C'est au tour cette année de Giuseppe Penone d'être invité à intervenir à Versailles. L'attention de l'artiste italien s'est focalisée sur les jardins. Il est sans doute l'un de ceux qui a le mieux su s'inscrire dans le domaine, refusant d'entrer frontalement en tension avec l'architecture, tournant le dos aussi à une forme de monumentalité pourtant recherchée par ses prédécesseurs. Arbres en bronze rehaussés d'or, parfois soutenant de pesants rocs, marbres d'où jaillissent des veines organiques : tout chez Penone parle du temps, des matériaux, d'une nature qu'il convient de toucher, de redécouvrir, de repenser, nous parlant finalement intimement de nous. Il nous présente son projet.
D. S. Comment avez vous réagi face aux espaces de Versailles ?

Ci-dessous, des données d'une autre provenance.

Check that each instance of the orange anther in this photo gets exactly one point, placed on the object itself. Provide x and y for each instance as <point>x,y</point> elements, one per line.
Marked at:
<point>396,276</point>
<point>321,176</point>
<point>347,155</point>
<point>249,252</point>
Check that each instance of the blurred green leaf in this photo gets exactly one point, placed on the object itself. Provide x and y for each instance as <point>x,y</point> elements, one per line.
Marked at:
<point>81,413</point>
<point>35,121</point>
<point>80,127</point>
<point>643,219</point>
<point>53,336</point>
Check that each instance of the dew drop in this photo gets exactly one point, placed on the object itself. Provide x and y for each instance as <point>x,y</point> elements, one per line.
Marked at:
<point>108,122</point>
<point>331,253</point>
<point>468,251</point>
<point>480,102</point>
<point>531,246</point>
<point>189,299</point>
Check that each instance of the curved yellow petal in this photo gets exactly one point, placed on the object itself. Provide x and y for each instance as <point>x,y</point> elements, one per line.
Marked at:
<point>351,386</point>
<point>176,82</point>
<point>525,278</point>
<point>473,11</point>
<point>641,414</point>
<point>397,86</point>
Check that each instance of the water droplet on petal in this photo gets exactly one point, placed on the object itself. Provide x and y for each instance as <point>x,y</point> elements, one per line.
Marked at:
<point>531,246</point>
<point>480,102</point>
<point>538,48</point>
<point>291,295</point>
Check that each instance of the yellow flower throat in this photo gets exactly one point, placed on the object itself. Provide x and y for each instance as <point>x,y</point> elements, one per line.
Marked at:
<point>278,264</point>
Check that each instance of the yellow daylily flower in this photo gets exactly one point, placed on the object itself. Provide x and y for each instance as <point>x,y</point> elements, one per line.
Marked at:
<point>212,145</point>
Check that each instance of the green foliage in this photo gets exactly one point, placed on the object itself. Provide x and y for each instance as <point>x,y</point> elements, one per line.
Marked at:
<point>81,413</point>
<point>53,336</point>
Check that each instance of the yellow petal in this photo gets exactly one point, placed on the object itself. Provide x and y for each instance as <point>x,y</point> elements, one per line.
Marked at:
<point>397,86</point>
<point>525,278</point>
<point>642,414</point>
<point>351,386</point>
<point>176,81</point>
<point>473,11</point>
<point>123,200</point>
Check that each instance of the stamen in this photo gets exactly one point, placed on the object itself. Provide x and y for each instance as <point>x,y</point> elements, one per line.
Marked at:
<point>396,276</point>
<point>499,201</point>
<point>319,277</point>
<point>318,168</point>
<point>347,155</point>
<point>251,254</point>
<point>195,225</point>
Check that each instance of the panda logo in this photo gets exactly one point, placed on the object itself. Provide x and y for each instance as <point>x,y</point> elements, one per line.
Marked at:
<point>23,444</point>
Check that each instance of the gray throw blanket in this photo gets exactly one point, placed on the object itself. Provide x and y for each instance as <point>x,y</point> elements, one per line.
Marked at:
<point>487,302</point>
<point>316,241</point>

G. P. Je n'ai pas ressenti de peur particulière face à ce lieu. À la Venaria Reale, l'ancien palais baroque bâti par la dynastie de Savoie non loin de Turin, j'avais déjà eu l'occasion de montrer des oeuvres. Cela fonctionnait parfaitement. Ici, à Versailles, le problème était l'échelle, la manière dont une pièce pouvait tenir dans l'espace. En fait, tout s'est fait très vite. En une seule visite, j'ai imaginé l'exposition. Le lieu est tellement vaste que j'ai immédiatement pensé qu'il fallait concentrer les oeuvres et les placer plutôt à l'extérieur.
D. S. Pourquoi ce refus d'occuper le château lui-même ?

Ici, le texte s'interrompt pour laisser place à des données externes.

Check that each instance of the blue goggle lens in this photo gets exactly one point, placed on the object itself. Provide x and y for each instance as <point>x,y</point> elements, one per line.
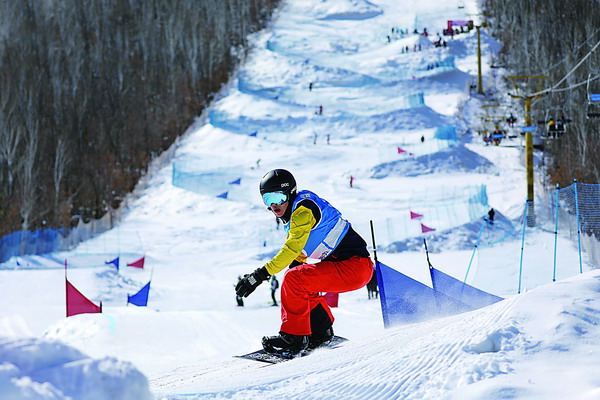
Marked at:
<point>277,198</point>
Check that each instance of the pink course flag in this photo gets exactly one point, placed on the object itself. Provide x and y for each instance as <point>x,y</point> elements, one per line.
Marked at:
<point>331,299</point>
<point>425,229</point>
<point>137,264</point>
<point>414,215</point>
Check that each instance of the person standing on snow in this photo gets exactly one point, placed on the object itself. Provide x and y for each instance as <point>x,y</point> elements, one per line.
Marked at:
<point>317,230</point>
<point>274,287</point>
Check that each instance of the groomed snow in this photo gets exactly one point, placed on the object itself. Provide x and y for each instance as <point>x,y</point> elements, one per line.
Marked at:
<point>540,344</point>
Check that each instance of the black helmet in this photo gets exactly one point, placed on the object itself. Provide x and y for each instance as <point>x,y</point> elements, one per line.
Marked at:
<point>278,180</point>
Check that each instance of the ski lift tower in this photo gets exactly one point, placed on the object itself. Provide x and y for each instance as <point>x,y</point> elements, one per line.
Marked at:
<point>528,136</point>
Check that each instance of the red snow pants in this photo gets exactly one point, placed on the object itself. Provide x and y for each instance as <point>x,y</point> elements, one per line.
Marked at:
<point>302,284</point>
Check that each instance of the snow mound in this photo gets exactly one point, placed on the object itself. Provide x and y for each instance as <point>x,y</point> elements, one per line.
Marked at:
<point>455,158</point>
<point>346,10</point>
<point>43,369</point>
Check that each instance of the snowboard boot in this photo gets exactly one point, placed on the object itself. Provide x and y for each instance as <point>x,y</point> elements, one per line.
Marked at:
<point>320,339</point>
<point>285,344</point>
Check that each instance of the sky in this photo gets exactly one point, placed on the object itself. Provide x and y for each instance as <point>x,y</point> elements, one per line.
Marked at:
<point>375,98</point>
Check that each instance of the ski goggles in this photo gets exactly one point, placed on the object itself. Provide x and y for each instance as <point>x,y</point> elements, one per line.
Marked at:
<point>277,198</point>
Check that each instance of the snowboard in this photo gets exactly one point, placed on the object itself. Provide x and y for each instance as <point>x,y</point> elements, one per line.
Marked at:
<point>263,356</point>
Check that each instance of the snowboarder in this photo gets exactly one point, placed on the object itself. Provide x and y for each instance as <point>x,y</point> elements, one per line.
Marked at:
<point>317,230</point>
<point>274,287</point>
<point>491,214</point>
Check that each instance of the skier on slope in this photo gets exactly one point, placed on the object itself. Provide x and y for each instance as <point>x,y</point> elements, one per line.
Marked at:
<point>314,229</point>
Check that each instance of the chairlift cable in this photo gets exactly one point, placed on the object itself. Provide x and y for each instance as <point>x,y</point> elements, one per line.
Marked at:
<point>574,86</point>
<point>553,88</point>
<point>573,52</point>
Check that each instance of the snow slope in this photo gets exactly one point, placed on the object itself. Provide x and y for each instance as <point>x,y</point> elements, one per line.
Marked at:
<point>375,98</point>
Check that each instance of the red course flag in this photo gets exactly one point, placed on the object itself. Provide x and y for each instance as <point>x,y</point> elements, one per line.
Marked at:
<point>414,215</point>
<point>425,229</point>
<point>77,303</point>
<point>137,264</point>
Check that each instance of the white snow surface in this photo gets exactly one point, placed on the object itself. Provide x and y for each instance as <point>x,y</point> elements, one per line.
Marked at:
<point>540,344</point>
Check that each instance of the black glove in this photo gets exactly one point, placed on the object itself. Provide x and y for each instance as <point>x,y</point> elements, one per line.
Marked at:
<point>251,282</point>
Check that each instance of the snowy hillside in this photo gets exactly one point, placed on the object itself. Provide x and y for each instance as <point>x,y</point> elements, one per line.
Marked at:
<point>328,92</point>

G. P. C'est un lieu impossible, compliqué. Il ne s'agit pas seulement des conditions de sécurité, draconiennes, mais surtout de ce que portent ces décors. Là, tu dois travailler par contraste sinon ton intervention reste invisible. Or, ce contraste doit fonctionner soit à partir de la dialectique du lieu - son histoire, son programme iconographique -, soit sur la forme même.
D. S. La forme même ?
G. P. Oui, il faudrait dans l'idéal n'y placer que des pièces à la géométrie pure. Ce qui ne me correspond pas. En même temps, sur les 22 oeuvres, 3 sont dans le château. En fait, ce qui m'intéressait surtout, ce sont les jeux de perspectives extérieures. L'axe majeur est une réalité qui dialogue directement avec l'architecture de la façade. L'autre réalité de ce jardin, ce sont les bosquets, lieux plus intimes, plus en dialogue avec la nature.

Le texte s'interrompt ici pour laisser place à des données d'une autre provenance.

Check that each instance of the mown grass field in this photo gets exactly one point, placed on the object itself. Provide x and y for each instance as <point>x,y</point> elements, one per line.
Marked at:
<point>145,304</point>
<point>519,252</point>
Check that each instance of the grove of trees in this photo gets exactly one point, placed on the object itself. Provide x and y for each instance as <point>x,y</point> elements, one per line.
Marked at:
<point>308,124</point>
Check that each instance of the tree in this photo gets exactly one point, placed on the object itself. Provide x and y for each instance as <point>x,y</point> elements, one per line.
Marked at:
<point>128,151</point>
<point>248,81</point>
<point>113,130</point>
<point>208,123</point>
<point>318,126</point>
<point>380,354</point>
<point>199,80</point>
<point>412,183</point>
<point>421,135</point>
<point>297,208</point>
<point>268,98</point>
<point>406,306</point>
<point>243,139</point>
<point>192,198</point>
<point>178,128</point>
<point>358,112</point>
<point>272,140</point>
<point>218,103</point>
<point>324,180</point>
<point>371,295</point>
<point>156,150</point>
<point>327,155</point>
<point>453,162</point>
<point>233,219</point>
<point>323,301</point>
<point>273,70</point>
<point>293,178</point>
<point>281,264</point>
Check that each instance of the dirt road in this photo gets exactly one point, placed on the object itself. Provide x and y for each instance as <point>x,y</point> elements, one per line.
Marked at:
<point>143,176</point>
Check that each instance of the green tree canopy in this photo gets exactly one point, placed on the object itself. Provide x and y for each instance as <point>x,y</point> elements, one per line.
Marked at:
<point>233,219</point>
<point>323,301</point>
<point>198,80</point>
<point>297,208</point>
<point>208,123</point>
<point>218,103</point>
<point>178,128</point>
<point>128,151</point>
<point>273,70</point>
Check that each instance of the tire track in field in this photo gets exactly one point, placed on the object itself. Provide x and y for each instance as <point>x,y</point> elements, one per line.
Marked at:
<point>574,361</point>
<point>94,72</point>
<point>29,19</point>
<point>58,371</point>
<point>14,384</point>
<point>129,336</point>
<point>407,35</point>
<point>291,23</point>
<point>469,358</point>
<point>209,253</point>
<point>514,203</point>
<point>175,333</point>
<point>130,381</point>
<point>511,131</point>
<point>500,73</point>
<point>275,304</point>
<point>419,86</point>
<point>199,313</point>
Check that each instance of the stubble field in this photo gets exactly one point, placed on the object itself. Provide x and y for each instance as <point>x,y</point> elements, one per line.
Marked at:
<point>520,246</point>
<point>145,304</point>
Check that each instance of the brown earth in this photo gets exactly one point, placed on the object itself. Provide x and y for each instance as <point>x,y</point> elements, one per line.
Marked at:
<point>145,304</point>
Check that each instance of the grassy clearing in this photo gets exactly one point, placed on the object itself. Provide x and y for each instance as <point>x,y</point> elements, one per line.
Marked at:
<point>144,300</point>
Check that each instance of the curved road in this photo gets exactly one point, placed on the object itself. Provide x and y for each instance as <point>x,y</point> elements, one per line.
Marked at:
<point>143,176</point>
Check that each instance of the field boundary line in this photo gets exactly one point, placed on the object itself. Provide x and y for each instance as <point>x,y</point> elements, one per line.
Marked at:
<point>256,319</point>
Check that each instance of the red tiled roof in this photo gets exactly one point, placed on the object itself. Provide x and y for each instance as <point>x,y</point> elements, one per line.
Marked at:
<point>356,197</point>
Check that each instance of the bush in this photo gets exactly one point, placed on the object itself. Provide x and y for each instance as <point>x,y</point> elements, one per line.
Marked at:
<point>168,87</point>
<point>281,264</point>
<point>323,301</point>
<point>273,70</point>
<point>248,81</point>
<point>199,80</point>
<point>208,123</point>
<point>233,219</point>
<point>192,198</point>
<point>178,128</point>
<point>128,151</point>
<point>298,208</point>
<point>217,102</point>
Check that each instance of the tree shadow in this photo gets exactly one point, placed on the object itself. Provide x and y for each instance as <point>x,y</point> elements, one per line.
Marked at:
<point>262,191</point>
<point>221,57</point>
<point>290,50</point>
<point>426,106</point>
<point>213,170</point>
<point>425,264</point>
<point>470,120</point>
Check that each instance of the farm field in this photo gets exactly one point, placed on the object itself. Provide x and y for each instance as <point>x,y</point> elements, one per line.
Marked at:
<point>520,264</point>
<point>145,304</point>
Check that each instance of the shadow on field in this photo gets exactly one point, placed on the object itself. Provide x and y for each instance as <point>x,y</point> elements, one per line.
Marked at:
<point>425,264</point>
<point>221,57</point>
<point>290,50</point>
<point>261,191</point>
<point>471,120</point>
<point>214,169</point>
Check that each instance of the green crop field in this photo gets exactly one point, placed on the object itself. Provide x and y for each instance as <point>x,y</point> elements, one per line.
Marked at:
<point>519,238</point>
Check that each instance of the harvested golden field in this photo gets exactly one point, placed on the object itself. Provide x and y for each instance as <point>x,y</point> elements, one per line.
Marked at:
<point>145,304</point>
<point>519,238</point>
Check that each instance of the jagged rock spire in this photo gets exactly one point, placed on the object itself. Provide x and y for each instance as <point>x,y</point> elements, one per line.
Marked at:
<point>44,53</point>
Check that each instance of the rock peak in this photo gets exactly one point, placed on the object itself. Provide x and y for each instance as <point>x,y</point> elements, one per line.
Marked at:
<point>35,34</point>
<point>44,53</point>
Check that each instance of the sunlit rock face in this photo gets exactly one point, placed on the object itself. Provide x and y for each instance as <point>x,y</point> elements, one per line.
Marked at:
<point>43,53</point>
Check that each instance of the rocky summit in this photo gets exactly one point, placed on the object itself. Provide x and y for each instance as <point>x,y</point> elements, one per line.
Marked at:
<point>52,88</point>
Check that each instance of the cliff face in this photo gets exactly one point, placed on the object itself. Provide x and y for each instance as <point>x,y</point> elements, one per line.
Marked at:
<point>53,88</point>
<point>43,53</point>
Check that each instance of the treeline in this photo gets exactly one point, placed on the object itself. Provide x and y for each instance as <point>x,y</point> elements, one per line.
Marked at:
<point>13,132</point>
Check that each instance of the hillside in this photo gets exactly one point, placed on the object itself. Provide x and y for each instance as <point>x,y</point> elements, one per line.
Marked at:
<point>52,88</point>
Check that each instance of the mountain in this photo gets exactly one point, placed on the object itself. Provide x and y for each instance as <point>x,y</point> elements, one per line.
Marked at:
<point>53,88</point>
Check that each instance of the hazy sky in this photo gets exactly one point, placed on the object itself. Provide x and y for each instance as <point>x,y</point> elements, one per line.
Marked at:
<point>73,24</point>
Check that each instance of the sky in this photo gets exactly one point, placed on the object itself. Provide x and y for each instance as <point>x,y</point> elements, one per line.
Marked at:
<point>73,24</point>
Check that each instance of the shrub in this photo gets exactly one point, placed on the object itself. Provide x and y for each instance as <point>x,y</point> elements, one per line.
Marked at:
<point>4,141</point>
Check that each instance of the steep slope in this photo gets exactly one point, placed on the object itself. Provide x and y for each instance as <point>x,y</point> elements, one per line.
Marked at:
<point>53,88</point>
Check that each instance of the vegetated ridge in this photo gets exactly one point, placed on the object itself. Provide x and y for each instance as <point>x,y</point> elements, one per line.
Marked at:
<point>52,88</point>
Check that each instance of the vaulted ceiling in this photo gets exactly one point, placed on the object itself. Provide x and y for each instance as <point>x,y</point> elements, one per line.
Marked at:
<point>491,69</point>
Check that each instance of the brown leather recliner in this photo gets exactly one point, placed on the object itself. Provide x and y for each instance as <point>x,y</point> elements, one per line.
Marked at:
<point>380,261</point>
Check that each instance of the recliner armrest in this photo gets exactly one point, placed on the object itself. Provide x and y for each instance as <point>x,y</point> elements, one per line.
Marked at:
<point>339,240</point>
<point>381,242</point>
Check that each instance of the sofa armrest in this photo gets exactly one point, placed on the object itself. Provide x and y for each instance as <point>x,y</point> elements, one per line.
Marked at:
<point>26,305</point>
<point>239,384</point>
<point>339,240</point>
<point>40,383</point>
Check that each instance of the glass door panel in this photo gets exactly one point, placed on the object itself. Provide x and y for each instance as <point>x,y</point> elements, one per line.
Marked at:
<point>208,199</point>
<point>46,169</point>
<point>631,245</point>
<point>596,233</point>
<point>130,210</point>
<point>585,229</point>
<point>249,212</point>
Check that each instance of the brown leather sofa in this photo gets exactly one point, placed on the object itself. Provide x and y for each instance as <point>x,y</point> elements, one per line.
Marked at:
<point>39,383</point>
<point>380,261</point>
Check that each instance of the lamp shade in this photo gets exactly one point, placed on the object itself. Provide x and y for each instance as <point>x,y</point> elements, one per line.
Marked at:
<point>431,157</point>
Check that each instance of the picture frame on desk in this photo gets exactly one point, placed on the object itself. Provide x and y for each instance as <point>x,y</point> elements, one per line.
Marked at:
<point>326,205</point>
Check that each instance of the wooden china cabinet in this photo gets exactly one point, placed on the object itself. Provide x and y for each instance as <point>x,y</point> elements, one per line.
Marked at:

D. S. Les jardins à la française affirment une rationalisation de la nature, pliée aux désirs de l'homme. Or, toute votre pratique s'oppose à cette vision. Vous déployez un art qui révèle la nature, qui en dévoile les aspects concrets mais aussi magiques ou métaphoriques !
G. P. Effectivement, ces jardins affirment l'idée que l'homme contrôle la nature. Mais si vous faites attention, c'est une impossibilité. Chaque jour, une armée de jardinier doit tailler, tondre, prendre soin des parterres, ratisser… Mon intervention est une réponse à cela. Les deux premières oeuvres visibles sont Spazio di luce (2008) et Tra scorza et scorza (2003). La seconde est constituée d'un tronc éclaté, gigantesque, en bronze. Au centre pousse librement un arbre. Au naturel contrôlé par l'homme, j'oppose l'artificiel contrôlé par le naturel. La plupart des oeuvres en extérieur sont en bronze. Toutes sont basées sur la structure de l'arbre, sa forme, sa logique d'équilibre. Vous aurez compris que ce sont là aussi des soucis de sculpture.
D. S. Comment interpréter l'ensemble d'oeuvres en marbres (Anatomia, 2011) ?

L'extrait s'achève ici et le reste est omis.